# Your opinion on Blue Buffalo dog food



## LMH (Jan 2, 2008)

I would like your experience with it or opinion please. I just got the no grain, low carb recipe. It looks like a good brand but I don't know anyone who has used it.


----------



## BoxMeIn21 (Apr 10, 2007)

I've fed Blue a few times and I was really pleased with the results. I rotate between all kinds of different foods, raw and kibble and i've actually been wanting to try their Wilderness Formula - it's grainless.

http://www.dogfoodanalysis.com/dog_food_reviews/showproduct.php?product=1328&cat=8


----------



## LMH (Jan 2, 2008)

Oh cool, I'm glad you had good results. I am trying the grainless right now. I think I may rotate between the grainless and the large breed forumula. Since my local pet store closed(which had a variety of high quality foods)I am stuck with only the big chain stores. So far the highest quality food I can find at them is Blue Buffalo. I really miss using Merrick's canned food. 
I also give him beef rib backs a couple of times a week in place of his kibble dinner.


----------



## BoxMeIn21 (Apr 10, 2007)

I know what you mean. They just closed a feed store by my house that carried all sorts of good food.  
Good luck with the Blue - let us know how it goes!


----------



## Renoman (Mar 20, 2007)

Good luck with the Blue Buffalo.

Just a thought.. have you looked into k9cuisine.com or petfooddirect.com.
Both sites carry an enormous variety of foods and I know with k9cuisine shipping is free for orders over $50, I think petfooddirect has a similar policy.


----------



## LMH (Jan 2, 2008)

Thank, I will post his outcome. I really hope it's a good one. 
I have thought about ordering on line. But I really ,really don't feel comfortable doing that. I have had my checking account messed with and someone making purchases on-line using my checking account after I had made some purchases on line. It never happened before that and since I have stopped ordering on line it hasn't happened since. 
Plus I like instant gratification-haha. Once my money leaves me I like to have the product in my hands.


----------



## blackrose (Oct 7, 2006)

I fed Blue Buffalo for a while, but if gave Chloe the runs. Switched to Chicken Soup and she's good now.


----------



## LMH (Jan 2, 2008)

blackrose said:


> I fed Blue Buffalo for a while, but if gave Chloe the runs. Switched to Chicken Soup and she's good now.


Oh no, that sucks,Hmmm... I hope that doesn't happen with Kameha.


----------



## sheltiemom (Mar 13, 2007)

I didn't have good results with it, it gave my shelties awful gas and soft poo. My shelties seem to have more digestive issues than other dogs though, so hopefully your boy will do ok on it.


----------



## LMH (Jan 2, 2008)

Oh no that's one good result and two bad ones. Well I'm feeding him the grainless one which he has never been on a grainless kind so we'll see how he does.
I wish there were more people who have tried it.
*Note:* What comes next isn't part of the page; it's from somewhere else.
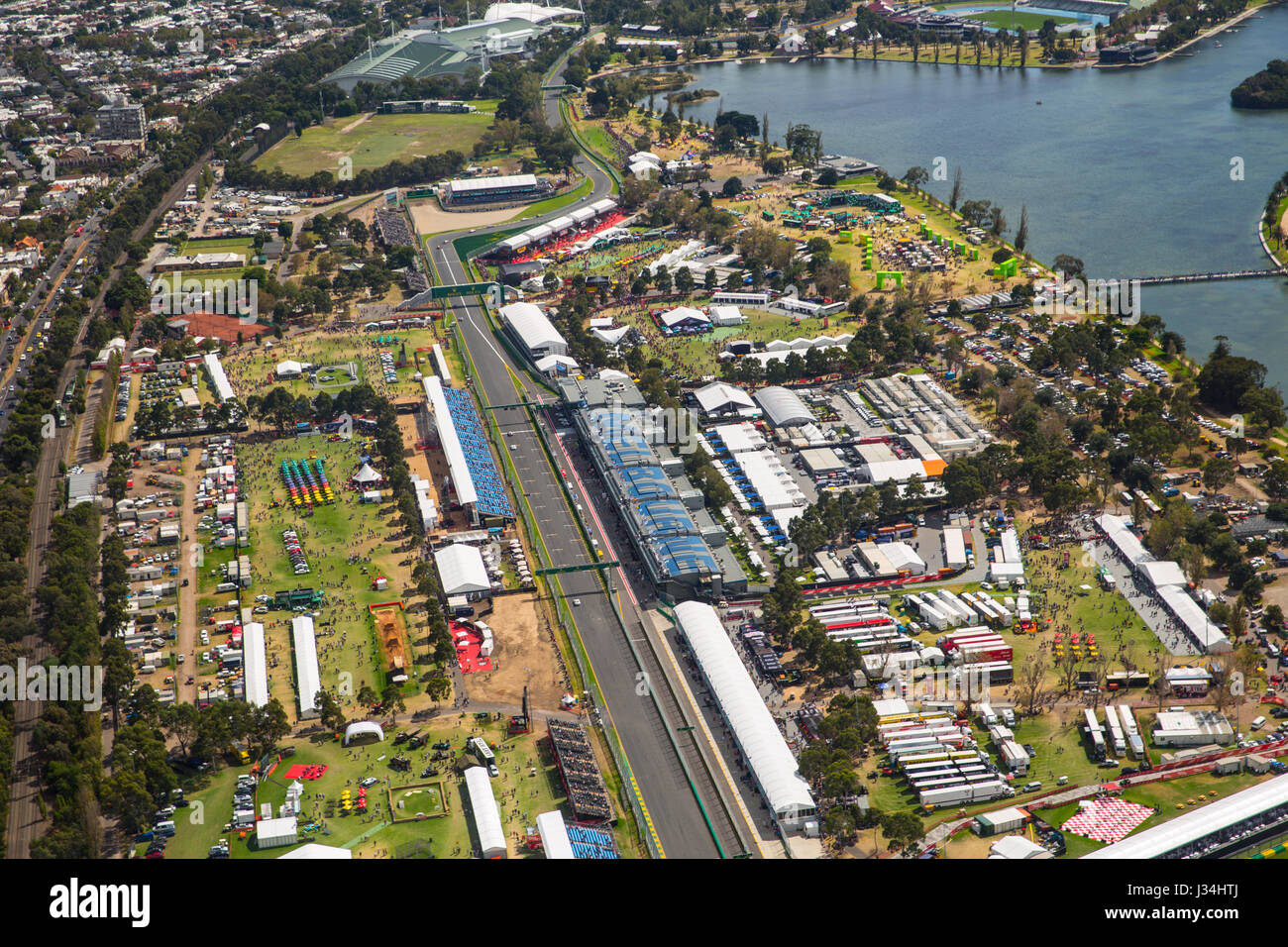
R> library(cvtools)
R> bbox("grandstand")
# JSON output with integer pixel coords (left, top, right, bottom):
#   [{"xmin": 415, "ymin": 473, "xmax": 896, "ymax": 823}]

I like the ingredients.


----------



## blackrose (Oct 7, 2006)

LMH said:


> Oh no that's one good result and two bad ones. Well I'm feeding him the grainless one which he has never been on a grainless kind so we'll see how he does.
> I wish there were more people who have tried it. I like the ingredients.


 If it makes you feel any better, Chloe is a Collie mix and also has more digestive issues than other dogs.  Just this morning she woke me up at 2:00 because she had to go outside and have massive loose poo....all because she ate a handful of cat food yesterday. I swear, this dog is so sensitive....


----------



## SMoore (Nov 9, 2007)

I feed Pandora the Blue Buffalo Wilderness, petsmart runs out of it all the time though and it was so frustrating so I also feed them Solid Gold barking at the moon. I've made it a habit to just mix these two foods, that way they last longer and if Petsmart is out of Wilderness then no big deal because petco always has solid gold.

She had the runs for about a day or so probably just from switching foods. I mixed some canned pumpkin in her next few meals and since then she has been fine on both of these foods. She also starts getting excited right before meal time so I believe she enjoys the food as well.


----------



## Purplex15 (May 28, 2007)

honestly every dog i have ever met that has been fed this food is just odd. i work with a few people who have the same opinion (i work in a boarding facility, and all of us have worked with dogs for awhile). im not saying its bad, but they have all been very strange dogs. i dont even know if its related to the food, or anything, but it is something ive noticed. most recently, we had one of our regulars switch their chih. mix from natural balance to bb and she wont touch the stuff without us adding some NB lamb loaf. she is usually a picky eater, but she always ate the nb now wont eat.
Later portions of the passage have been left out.